A gunshot sounds and Bonnie (Samantha Jane Polay) sits bolt upright in bed. It's still the middle of the night - has she been dreaming? Not being able to get back to sleep right away, she heads for the kitchen and fetches a carton of milk from the refrigerator, but is startled by the figure seated behind her. Suddenly, Bonnie is set upon by a woman hidden in the shadows and knocked out cold; when she awakes it's as if she's still in her nightmares and is not waking up...
Written by the Florida-based team of producer/director Alex Ferrari and his co-producer Jorge F. Rodriguez, Broken was obviously intended as a calling card for the film industry, and additionally an attempt to show that independent short films did not have to be two people talking earnestly in a empty room because that's all the budget can afford. Indeed, what they have achieved is undeniably impressive, a slick and glossy twenty minutes of suspense and special effects that could easily be the opening act of an intriguing thriller.
When Bonnie comes round she has been strapped to a wheelchair and is being transported to what looks like an underground room.
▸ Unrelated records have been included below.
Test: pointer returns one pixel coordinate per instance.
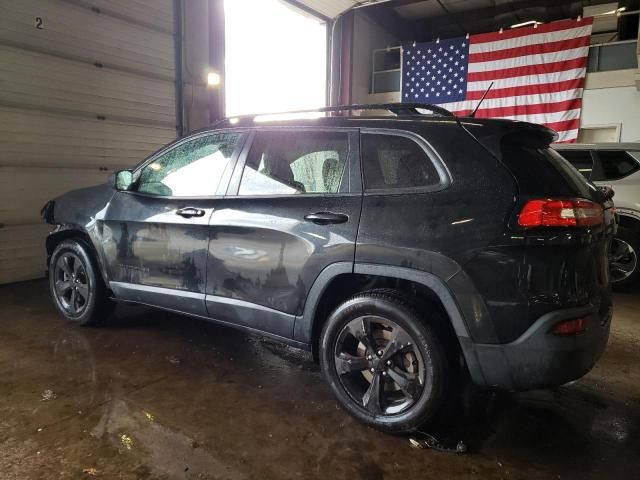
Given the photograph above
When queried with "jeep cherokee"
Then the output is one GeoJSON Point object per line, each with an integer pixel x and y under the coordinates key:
{"type": "Point", "coordinates": [403, 251]}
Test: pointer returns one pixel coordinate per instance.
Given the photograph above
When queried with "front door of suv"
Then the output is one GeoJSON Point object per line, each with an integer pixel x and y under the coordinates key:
{"type": "Point", "coordinates": [292, 209]}
{"type": "Point", "coordinates": [156, 234]}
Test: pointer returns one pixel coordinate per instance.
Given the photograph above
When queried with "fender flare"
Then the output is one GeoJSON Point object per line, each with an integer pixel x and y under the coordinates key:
{"type": "Point", "coordinates": [303, 327]}
{"type": "Point", "coordinates": [69, 231]}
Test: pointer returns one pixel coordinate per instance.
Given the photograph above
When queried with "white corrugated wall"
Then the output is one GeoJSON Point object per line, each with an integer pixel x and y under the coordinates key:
{"type": "Point", "coordinates": [86, 87]}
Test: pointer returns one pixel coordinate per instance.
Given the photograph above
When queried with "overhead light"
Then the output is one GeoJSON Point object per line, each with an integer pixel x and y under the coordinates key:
{"type": "Point", "coordinates": [213, 79]}
{"type": "Point", "coordinates": [275, 117]}
{"type": "Point", "coordinates": [617, 11]}
{"type": "Point", "coordinates": [524, 24]}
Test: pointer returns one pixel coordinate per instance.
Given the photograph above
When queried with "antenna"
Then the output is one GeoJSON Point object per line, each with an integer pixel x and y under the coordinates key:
{"type": "Point", "coordinates": [475, 110]}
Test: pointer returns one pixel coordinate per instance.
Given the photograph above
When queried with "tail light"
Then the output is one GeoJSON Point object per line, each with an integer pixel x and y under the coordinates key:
{"type": "Point", "coordinates": [570, 327]}
{"type": "Point", "coordinates": [552, 212]}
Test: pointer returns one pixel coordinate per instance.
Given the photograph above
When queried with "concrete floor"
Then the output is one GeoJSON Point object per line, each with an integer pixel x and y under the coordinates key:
{"type": "Point", "coordinates": [155, 395]}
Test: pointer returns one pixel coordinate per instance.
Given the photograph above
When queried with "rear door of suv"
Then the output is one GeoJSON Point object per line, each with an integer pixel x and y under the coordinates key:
{"type": "Point", "coordinates": [292, 209]}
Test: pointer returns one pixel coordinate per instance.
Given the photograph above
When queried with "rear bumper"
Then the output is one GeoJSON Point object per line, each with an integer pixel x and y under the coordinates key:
{"type": "Point", "coordinates": [539, 358]}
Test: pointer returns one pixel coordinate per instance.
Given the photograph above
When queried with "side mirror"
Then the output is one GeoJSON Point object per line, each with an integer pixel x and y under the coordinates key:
{"type": "Point", "coordinates": [124, 179]}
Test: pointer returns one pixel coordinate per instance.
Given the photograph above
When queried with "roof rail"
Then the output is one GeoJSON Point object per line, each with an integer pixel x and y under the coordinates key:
{"type": "Point", "coordinates": [398, 109]}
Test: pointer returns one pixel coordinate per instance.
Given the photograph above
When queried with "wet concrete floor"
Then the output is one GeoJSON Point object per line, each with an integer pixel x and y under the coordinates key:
{"type": "Point", "coordinates": [156, 395]}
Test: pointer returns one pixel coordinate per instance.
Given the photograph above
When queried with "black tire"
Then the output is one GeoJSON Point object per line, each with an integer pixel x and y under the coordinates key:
{"type": "Point", "coordinates": [428, 369]}
{"type": "Point", "coordinates": [75, 284]}
{"type": "Point", "coordinates": [626, 238]}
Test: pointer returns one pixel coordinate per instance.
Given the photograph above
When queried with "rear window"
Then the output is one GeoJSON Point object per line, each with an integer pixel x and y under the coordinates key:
{"type": "Point", "coordinates": [614, 165]}
{"type": "Point", "coordinates": [396, 162]}
{"type": "Point", "coordinates": [541, 171]}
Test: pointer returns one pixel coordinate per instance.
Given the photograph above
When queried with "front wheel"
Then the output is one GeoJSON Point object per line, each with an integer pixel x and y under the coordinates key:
{"type": "Point", "coordinates": [384, 363]}
{"type": "Point", "coordinates": [75, 284]}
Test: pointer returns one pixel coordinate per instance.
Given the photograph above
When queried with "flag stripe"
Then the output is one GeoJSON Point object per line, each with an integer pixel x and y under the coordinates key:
{"type": "Point", "coordinates": [522, 111]}
{"type": "Point", "coordinates": [528, 89]}
{"type": "Point", "coordinates": [528, 70]}
{"type": "Point", "coordinates": [532, 49]}
{"type": "Point", "coordinates": [533, 39]}
{"type": "Point", "coordinates": [536, 59]}
{"type": "Point", "coordinates": [527, 80]}
{"type": "Point", "coordinates": [524, 100]}
{"type": "Point", "coordinates": [525, 31]}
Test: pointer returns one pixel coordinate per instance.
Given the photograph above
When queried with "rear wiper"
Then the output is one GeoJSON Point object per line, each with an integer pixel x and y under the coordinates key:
{"type": "Point", "coordinates": [607, 193]}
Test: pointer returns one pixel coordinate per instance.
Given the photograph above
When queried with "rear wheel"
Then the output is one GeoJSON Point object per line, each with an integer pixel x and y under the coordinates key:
{"type": "Point", "coordinates": [623, 258]}
{"type": "Point", "coordinates": [75, 284]}
{"type": "Point", "coordinates": [386, 365]}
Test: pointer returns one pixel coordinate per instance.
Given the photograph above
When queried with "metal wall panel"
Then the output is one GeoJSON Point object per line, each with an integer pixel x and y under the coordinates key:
{"type": "Point", "coordinates": [22, 252]}
{"type": "Point", "coordinates": [35, 185]}
{"type": "Point", "coordinates": [40, 139]}
{"type": "Point", "coordinates": [86, 87]}
{"type": "Point", "coordinates": [39, 81]}
{"type": "Point", "coordinates": [154, 13]}
{"type": "Point", "coordinates": [76, 32]}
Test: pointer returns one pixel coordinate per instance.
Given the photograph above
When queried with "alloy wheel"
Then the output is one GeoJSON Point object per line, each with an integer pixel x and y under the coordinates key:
{"type": "Point", "coordinates": [71, 284]}
{"type": "Point", "coordinates": [379, 365]}
{"type": "Point", "coordinates": [623, 260]}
She is then confronted with the harmonica-playing Duncan (Paul Gordon) who seems to know who she is, and asks her if there's anyone present who she recognises. Scanning the faces of Duncan's henchmen, the gagged Bonnie can only shake her head, and be terrified that he will torture her or worse. Information-wise, we're in the same boat as Bonnie, as we are aware of only what little she has seen.
Bonnie is interrogated in an "I'm not going to tell you what's going on" kind of way, which keeps us in the dark but it would have made the plot a lot more obvious if Duncan would just explain himself. We're not sure what the point of any of it is, yet for the short running time this does not become enough of a consideration to be a drawback, especially as there's a ninja-type figure with a big gun skulking around in the shadows, apparently unbeknownst to the kidnappers.
What does let the film down is its ending, which veers dangerously close to the dreaded "and then she woke up and it was all a dream" territory, but the bursts of action compensate as Bonnie is saved from Duncan's sly blether and weapons (he also shoots a henchman dead for interrupting him in true chief villain style) with tense fashion. What Broken does do is whet your appetite for more, posing questions such as, why do Bonnie's eyes glow blue when she's riled? It's tricky for film makers to keep so much from the audience and still hold their interest, but they manage it here. However, its frustrations could be remedied with a feature length version, which is unsurprisingly what was planned. Music by Mark Roumelis.